I cant speak for others, but I know after a long while with my 'shrink' it's almost like you dont want to let them down by saying things are getting worse.
I think us guys suffer from the 'dont want anyone to see me down/or cry' disease. It's rammed into you as a boy, dont show weakness & all that shit. We continue to do it in society and boy do we all pay the price years down the track.
I have tried everything that worked to get me out of depression before; meditation, creative visualisation, laughter therapy, exercise regimes, etc. and none of it has worked this time. I even lost 25 kilo getting extremely fit & running half marathons but darkness just descended each time I finished running. Now Ive put 35 kilo back on.
I think too much treatment focus is on the short episodes of depression rather than the chronic sufferers. Like just about all Western medicine, we are pretty good at saving lives, but not so great at long-term health. I think many doctors are satisfied with stopping suicides but not as concerned about long term depression. And they dont see all the pain caused to family too.
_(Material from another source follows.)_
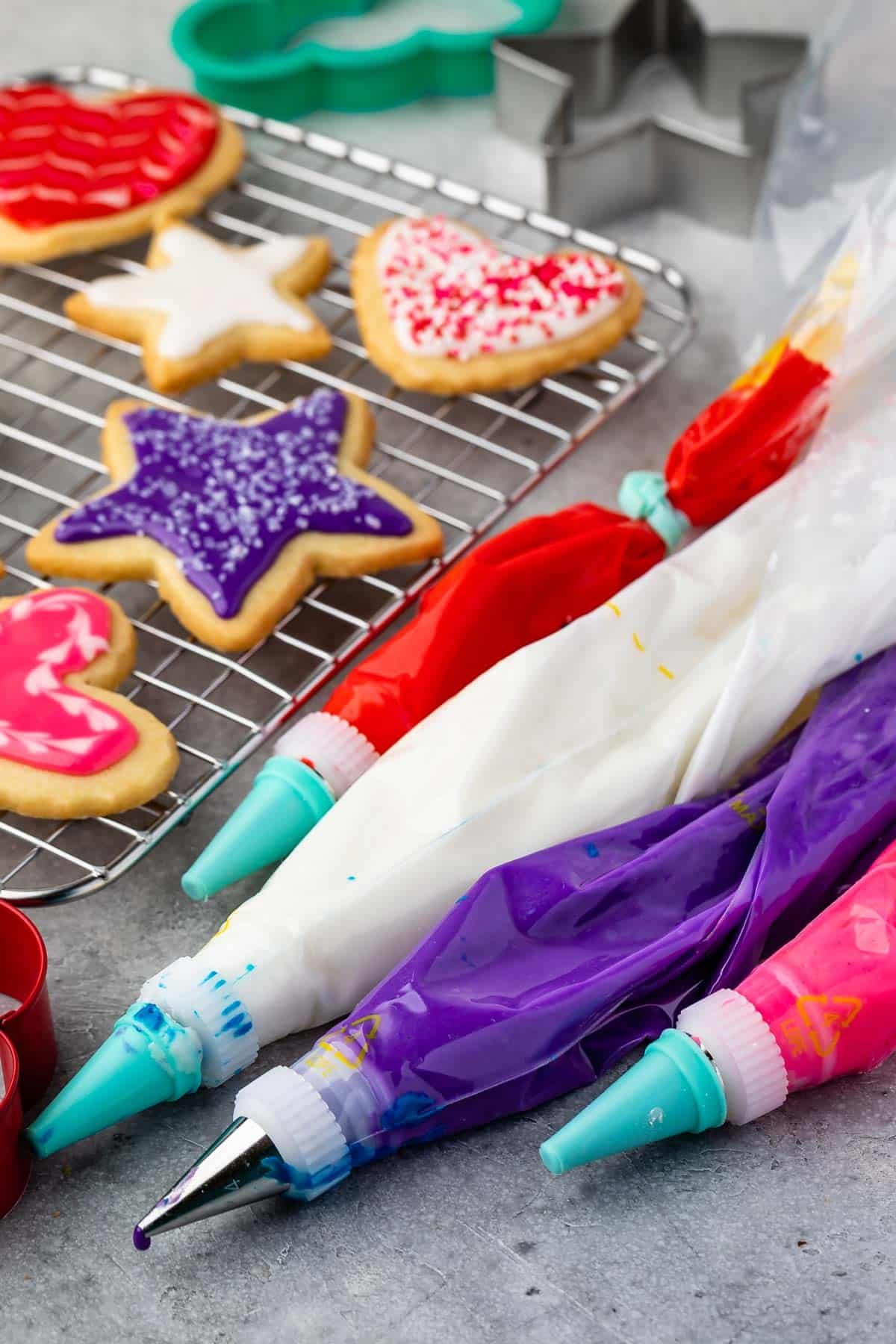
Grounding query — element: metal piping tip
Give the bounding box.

I was in a relationship with john and we loved and cherished ourselves for 3 good years and every thing was going on smoothly but August 12, 2011 a day I can call a lovers day we both had misunderstanding because I answered a call from a guy that is asking me out for a date but I refused, and he told me that the relationship is over and that he is fed up with me and I begged him because I love him so much but he refused me I was so down cast and I felt the world has come to an end for me but my friend told me about a spell caster that helped her sister out in getting her relationship back, a good job and favor in any of her endeavor but at first I was scared but I have to give this man a trial because I love john very much and I am not willing to loose him to any woman, so I ordered returning my love spell from this great spell caster that make me a happy woman again to say it all my ex came back to me with much love and a caring heart...i am testifying to this great spell caster Dr sambol spell temple. if you need his help you can contact him on firstname.lastname@example.org
my husband has had depression for some 10 years now. At first he used to be very short tempered and flare up at the smallest family issues. Now he is on medication and he can control his temper much better. He just feels very down at times , no energy and sleeps a lot. He was on stress leave and off work last year but is happy at work now . So my situation is not at all bad as some of the stories I have read in this column.
I like to say how grateful I feel to all the people who have written on this post. From reading their posts I have finally understood what depression is and what my husband goes through. I feel I have not exactly been very supportive of him.After reading some of these stories I have realised how wrong I was in not accepting his condition and putting pressure on him to "snap" out of it. On his on accord he keeps himself motivated by developing interest in sports, gardening and excercise. When he is positive, loving and energetic and fun to be with, I take him for granted. thinking he is normal again and can handle any nagging or criticism I throw at him. Instead of encouraging him and overlooking some small mistakes he makes , I would be critical and bring his self esteem down. Then he would go down again for weeks. I wish I had come across this site earlier as I would not have made so many mistakes in our relationship and understanding this illness. I thought I understood depression but I think for the first time in so many years, I really understand it ,and come to accept it. OMG I have been such a fool. I oh so want to be a loving and caring wife now and make ammends. My husband is wonderful , I have not exactly been a dragon of a wife but I know now how to ammend some of the mistakes I have made. I am so lucky compared to other wifes who are going through hell. I know what I need to do now. Praise my husband when he does something good, stop being negative and critical and understand him more when he feels down. Thank you , you have saved my marraige and my life.